# Valegro's retirement



## Supertrooper (13 December 2016)

So tomorrow Blueberry officially retires. What a very special horse he is and how lucky we've been to see such a legend. 

Hope he has a very long retirement with people who so obviously adore him xxxx


----------



## scats (13 December 2016)

I'm prepared to be in floods of tears!  Just thinking about it makes me well up.

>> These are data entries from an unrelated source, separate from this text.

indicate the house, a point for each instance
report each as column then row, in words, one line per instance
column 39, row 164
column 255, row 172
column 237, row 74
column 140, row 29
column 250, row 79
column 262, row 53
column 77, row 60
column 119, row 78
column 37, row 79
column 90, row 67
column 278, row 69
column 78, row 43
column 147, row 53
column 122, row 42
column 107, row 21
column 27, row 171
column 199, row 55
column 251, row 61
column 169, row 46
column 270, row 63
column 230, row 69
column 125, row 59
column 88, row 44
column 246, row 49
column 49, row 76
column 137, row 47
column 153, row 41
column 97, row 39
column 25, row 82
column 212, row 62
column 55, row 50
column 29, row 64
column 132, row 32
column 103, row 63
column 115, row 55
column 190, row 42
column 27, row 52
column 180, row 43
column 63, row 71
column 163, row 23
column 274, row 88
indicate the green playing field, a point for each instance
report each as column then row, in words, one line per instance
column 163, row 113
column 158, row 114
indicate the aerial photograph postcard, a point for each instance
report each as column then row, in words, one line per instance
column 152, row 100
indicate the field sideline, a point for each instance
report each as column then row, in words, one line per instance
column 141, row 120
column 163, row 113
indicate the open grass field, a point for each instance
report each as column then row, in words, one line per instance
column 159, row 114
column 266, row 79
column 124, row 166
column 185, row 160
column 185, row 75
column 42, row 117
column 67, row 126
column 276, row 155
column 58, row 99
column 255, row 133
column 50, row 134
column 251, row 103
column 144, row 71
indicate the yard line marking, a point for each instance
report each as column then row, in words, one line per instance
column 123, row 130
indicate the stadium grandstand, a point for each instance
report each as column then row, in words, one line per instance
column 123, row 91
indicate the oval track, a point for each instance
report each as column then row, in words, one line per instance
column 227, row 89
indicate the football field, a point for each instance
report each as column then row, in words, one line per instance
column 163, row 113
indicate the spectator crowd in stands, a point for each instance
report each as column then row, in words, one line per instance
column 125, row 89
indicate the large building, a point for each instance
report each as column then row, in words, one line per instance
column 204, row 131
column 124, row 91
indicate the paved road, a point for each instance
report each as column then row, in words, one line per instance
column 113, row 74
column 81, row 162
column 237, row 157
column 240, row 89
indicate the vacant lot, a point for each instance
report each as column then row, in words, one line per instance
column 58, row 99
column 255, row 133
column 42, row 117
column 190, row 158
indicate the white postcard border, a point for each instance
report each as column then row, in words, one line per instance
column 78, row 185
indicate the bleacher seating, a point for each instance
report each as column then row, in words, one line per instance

I was lucky enough to meet a young Valegro and we have a real attachment to him in our house.  
I tried to get tickets for it but they were all sold out.


----------



## Sprat (13 December 2016)

Does anyone know if it's being televised at all? If so where, what time?


----------



## teapot (13 December 2016)

Sprat said:



			Does anyone know if it's being televised at all? If so where, what time?
		
Click to expand...

http://www.bbc.co.uk/sport/equestrian/38220810


----------



## Sprat (13 December 2016)

teapot said:



http://www.bbc.co.uk/sport/equestrian/38220810

Click to expand...

Excellent, thank you


----------



## {97702} (13 December 2016)

I am lucky enough to live very locally to him - I drive past Charlotte's house every day on my way home from work, and I can see Blueberry hacking out in our local lanes twice a week.  Truly special.....


----------



## Pinkvboots (13 December 2016)

I still have his olympic gold test saved on sky and it makes me cry every time I watch it.

He is a horse of a lifetime I will miss seeing him out but he does deserve a happy retirement.


----------



## Equi (14 December 2016)

I was nearly in tears watching him tonight. He got a standing ovation. He's just something else in the flesh - no other horse compared at the grandprix! But nip tuck came quite close.


----------